A whale entangled in spot prawn gear off the Santa Barbara coast is believed to have freed itself.
Rescue groups were notified late last week about the entangled whale, which could be seen from Platform Hidalgo.
Pieter Folkens with the West Coast Entangled Whale Response Network says a helicopter flyover confirmed the entanglement of a humpback calf. Another whale, believed to be the calf’s mother, could be seen in the area and appeared to be agitated, according to Folken, who says a third whale, possible an escort or another female, was also seen.
Folkens says other flyovers confirmed the entanglement, so a response was organized Friday.
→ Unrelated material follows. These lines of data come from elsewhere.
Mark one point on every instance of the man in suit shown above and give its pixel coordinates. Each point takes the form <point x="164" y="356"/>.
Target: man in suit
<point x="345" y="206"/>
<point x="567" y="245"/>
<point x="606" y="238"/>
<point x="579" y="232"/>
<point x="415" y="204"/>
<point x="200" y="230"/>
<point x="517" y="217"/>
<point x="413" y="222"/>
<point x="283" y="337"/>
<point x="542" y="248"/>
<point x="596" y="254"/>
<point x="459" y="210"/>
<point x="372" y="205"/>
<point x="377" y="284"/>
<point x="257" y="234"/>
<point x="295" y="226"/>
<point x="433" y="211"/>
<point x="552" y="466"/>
Rescuers met in the Santa Barbara area Saturday and were prepared to head out to the area Sunday before being notified the calf could no longer be seen.
Fearing the calf may have died, a friend of the fisherman who owned the spot prawn gear the whale was entangled in went out to the area to pull the gear up and see if the calf was attached to the other end.
Folkens says the gear was complete and in good shape, which means the line was never broken and it’s likely the animal was able to release itself.
Folkens says the entanglement happened shortly after the gear was set in the middle of last week, adding because of this, they are able to get a good estimate on how long the calf was entangled to help evaluate possible injury and setbacks.
Entanglements right now are down due to waters being cooler, according to Folkens. He says humpbacks are feeding off of food that’s not as close to shore, so they are not coming into contact with fishing gear as often.
Folkens adds that fishermen statewide are coopering “to a very high degree” with scientists and whale rescue groups and he commends them for their efforts when entanglements happen.
Folkens says his organization is trying to preserve fishery as much as whales.
He says the main groups involved with organizing the potential rescue over the weekend were the Channel Islands National Marine Sanctuary and Channel Islands Marine & Wildlife Institute (CIMWI), along with the West Coast Entangled Whale Response Network.